Although Katy Simpson Smith has written other works, Free Men is the first of her books I have had the opportunity to read. For that reason, I had no particular expectations other than it is a work of historical fiction set in the late 1700’s in southern America in the vicinity of what we now call Alabama.
Three men from three unique cultural backgrounds, each with a unique appearance and an equally unique story. A fourth man, a Frenchman named LeClerc, hunts these three unlikely companions for a crime committed after they came together along the trail.
Smith has chosen one of the harder methods of telling the story we find in Free Men. She allows the four men to share in monologue fashion his story. In other words, there are four back stories to this historical novel. By weaving their stories together in a microcosmic way, Smith achieves an elegant work of writing, one that touches not only on the freedoms and equality of men in the late 1700’s in America, but in the America of today, of 2016, and all the years in between.

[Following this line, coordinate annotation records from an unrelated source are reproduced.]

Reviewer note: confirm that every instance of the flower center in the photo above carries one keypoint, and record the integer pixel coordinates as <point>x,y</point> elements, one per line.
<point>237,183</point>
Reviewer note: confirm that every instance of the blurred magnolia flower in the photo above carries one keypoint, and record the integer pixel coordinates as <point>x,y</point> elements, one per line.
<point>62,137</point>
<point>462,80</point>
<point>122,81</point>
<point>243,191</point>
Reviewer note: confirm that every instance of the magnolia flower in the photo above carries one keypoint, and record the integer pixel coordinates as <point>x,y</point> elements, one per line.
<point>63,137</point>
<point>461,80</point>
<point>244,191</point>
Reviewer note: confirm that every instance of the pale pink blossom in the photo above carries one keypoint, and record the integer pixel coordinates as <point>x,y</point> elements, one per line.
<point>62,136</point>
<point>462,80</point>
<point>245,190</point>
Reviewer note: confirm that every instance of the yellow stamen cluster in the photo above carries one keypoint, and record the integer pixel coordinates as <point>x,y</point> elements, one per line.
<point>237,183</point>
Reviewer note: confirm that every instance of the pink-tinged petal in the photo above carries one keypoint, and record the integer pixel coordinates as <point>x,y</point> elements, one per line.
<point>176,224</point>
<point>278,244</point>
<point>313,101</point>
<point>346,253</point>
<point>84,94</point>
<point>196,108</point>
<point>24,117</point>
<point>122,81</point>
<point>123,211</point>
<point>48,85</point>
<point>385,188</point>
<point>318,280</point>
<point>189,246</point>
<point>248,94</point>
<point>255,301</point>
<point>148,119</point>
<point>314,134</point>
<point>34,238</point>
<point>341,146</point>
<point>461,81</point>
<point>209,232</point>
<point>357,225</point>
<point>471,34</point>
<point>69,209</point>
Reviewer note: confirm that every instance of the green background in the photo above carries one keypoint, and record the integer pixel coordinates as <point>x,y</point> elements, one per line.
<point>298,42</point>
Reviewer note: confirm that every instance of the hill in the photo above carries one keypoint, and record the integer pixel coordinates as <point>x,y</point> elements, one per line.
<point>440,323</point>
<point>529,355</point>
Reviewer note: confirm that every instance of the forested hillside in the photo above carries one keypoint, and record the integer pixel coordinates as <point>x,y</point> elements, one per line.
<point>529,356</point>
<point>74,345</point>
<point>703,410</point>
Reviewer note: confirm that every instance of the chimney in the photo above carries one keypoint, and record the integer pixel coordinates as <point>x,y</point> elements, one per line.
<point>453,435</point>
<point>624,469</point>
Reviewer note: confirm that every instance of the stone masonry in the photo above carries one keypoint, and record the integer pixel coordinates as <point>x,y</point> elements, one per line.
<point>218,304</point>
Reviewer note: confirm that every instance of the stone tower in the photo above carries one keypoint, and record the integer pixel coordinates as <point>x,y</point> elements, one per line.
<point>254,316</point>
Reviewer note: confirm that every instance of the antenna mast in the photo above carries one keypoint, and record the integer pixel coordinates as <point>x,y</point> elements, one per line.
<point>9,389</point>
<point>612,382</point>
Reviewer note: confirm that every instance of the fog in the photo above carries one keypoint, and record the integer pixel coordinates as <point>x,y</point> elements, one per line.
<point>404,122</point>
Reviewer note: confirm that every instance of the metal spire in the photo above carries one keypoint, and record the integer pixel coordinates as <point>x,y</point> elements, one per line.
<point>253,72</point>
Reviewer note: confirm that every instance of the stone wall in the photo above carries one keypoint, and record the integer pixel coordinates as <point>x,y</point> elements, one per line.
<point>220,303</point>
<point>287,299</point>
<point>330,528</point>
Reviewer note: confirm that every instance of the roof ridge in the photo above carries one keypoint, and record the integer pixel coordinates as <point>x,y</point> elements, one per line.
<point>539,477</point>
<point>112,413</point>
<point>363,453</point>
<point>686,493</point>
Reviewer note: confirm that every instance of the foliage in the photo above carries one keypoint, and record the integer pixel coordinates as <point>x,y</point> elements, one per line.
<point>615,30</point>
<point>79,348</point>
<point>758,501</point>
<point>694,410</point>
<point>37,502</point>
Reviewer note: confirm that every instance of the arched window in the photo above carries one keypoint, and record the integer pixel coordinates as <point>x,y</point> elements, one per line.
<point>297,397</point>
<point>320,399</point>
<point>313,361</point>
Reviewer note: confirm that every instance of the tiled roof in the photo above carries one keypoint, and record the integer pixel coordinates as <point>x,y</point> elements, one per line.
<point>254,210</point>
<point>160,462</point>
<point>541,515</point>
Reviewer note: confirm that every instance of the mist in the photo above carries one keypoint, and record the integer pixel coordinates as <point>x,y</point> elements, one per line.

At times, Free Men was terribly difficult to read, almost as messy and indistinguishable as a college student’s first creative nonfiction essay written while burning the midnight candle at 4:00 a.m. for an 8:00 a.m. class. And yet, in the end, I see this as a very important book in the world of 21st century literature for its uniquely different narration and the magical weaving of stories from extraordinarily different meanings into a tale of culture, ethnicity, day-to-day living and loving, and family.
If you decide to read Free Men, do not expect a joy ride or a lighthearted read. It is anything but those. If you enjoy reading about the days of bloodshed and crimes against man during the early days of our country’s infancy, then you will enjoy Free Men.
Katy Simpson Smith attended Mount Holyoke College and received a PhD in history from the University of North Carolina at Chapel Hill and an MFA from the Bennington Writing Seminars. She has been working as an Adjunct Professor at Tulane University and is the author of We Have Raised All of You: Motherhood in the South, 1750-1835. Her debut novel, The Story of Land and Sea, was published by Harper in August 2014. She lives in New Orleans.